Now let’s talk about wealth. As Fortune reports, it’s not just income but wealth. The top 0.1% of this country - not the top 1% but the super elite, which is a very small club - control 20-25% of the wealth in this country. There are only two times since 1913 that this has been true: 1914-15, and 1925-28. And those numbers are from 2013, when we were still clawing our way out of a recession. That’s before the recent tax breaks for the uber wealthy, and before some of the record breaking corporate profits that have been reported since.

Consider these numbers as well: the top 1%, a bigger club, but still quite exclusive, owned 40% of the nation’s wealth as of 2012. Meanwhile, the bottom 50% - half of us - lost 2/3 of its net worth from 2007 to 2013 - just seven years.

We’re losing the democratization of wealth, and when we lose the democratization of wealth, the majority of people lose the ability to function as a truly autonomous society. How a society makes money is also how it the rules that we all follow. Countries with high income and wealth inequality become politically unstable and less democratic over time.

Revolution is not a democratic process, if it starts most will have no choice but to take sides for as many reasons as there are citizens.

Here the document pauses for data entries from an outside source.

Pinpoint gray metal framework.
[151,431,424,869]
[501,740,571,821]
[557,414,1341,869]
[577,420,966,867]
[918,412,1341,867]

Bizarre, the idea revolution can’t happen or succeed because the population is X.

Good point - if we’re talking about an Arab Spring or show of force revolution in which people take to the streets, then that is usually intended as an usurpation of authority - and you’re right, that’s not usually a product of democracy, even if the ultimate aim is a more democratic government.

I don’t think even if we had a new great depression thered be a revolution simply because theres too many social programs that would alleviate any suffering something like that would cause and if not it wouldn’t be hard to make some …. and sure conservatives would grumble but I could see things like price controls on necessities rent freezes and the like things that FDR could of only dream of doing

in the red scare of the 50s and 80s my elderly history teacher thought it was stupid because she said that if the communist party had a chance in America it would of been from about 31 to 38 because of the depression and communism/socialism was seen as a viable political movement to be instuited by force if necessary (we didn’t hate the USSR either )

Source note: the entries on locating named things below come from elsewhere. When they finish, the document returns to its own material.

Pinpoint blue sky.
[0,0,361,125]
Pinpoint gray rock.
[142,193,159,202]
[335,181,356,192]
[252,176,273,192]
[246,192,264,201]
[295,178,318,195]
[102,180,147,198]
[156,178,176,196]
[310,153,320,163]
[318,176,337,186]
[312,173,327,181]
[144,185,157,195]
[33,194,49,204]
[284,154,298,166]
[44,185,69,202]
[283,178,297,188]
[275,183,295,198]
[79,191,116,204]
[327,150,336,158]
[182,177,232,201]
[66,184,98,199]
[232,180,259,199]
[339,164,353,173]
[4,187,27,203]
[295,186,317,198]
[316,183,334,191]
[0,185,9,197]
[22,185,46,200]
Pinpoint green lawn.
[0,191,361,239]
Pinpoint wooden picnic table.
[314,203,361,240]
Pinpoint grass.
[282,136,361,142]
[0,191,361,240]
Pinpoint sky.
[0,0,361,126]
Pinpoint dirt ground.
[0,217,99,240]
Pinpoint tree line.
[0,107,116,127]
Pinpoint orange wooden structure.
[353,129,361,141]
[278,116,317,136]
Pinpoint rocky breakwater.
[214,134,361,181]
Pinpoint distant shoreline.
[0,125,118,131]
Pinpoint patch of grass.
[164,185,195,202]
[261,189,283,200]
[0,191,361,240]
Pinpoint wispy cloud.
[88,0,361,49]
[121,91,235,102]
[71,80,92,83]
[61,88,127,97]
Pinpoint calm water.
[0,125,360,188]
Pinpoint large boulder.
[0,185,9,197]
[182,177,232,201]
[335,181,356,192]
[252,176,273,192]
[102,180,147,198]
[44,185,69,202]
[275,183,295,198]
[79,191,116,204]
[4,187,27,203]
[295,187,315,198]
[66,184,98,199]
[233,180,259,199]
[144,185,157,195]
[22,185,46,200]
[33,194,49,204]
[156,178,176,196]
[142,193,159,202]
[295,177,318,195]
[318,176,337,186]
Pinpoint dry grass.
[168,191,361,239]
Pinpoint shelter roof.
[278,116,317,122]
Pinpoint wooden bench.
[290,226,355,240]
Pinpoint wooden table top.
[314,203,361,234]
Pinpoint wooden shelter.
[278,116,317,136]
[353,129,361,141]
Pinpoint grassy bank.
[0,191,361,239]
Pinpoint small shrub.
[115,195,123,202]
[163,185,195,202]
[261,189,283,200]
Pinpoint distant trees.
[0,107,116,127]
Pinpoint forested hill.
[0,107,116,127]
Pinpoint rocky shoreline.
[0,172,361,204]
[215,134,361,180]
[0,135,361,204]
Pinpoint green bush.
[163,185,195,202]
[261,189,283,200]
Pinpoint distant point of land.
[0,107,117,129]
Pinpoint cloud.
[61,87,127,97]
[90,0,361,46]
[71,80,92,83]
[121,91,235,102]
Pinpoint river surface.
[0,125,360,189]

Of course there were just talk of a government take over and "hanging of the crooks " that started the depression … Apparently in the 30s the fad in some colleges was to join the local chapter of the American socialist party … she showed us her membership card … it had eugene v debs signature on it ….

After FDR stabilized the country and most people had something to eat and money to spend via the general relief program the discussions ended
Now if the Russian government was as well organized as it was today they could of pushed it in that direction rather easily because a lot the public was receptive

We discussed this in another recent thread. Conditions are nowhere near ripe in the U.S. for a poor-vs-powerful revolution.

There may be an escalation in civil strife. But it won’t be general common-people vs rich-and-powerful strife. We may see blacks vs cops, or fighting between two disadvantaged groups, e.g. “white trash” vs blacks or immigrants. And it is the right-wing — the deluded supporters of the rich and powerful — who are most prone to violence.

Yes, the U.S. is rapidly becoming less democratic. But, despite gerrymandering, voter suppression, corruption and electoral cheating, the political process is still perceived as working more-or-less. I can’t imagine a general armed revolt unless there is a major change in that perception.

Maybe I’m wrong. Can anyone summarize the “Yellow Shirt” movement in France and contrast its causes with U.S. conditions?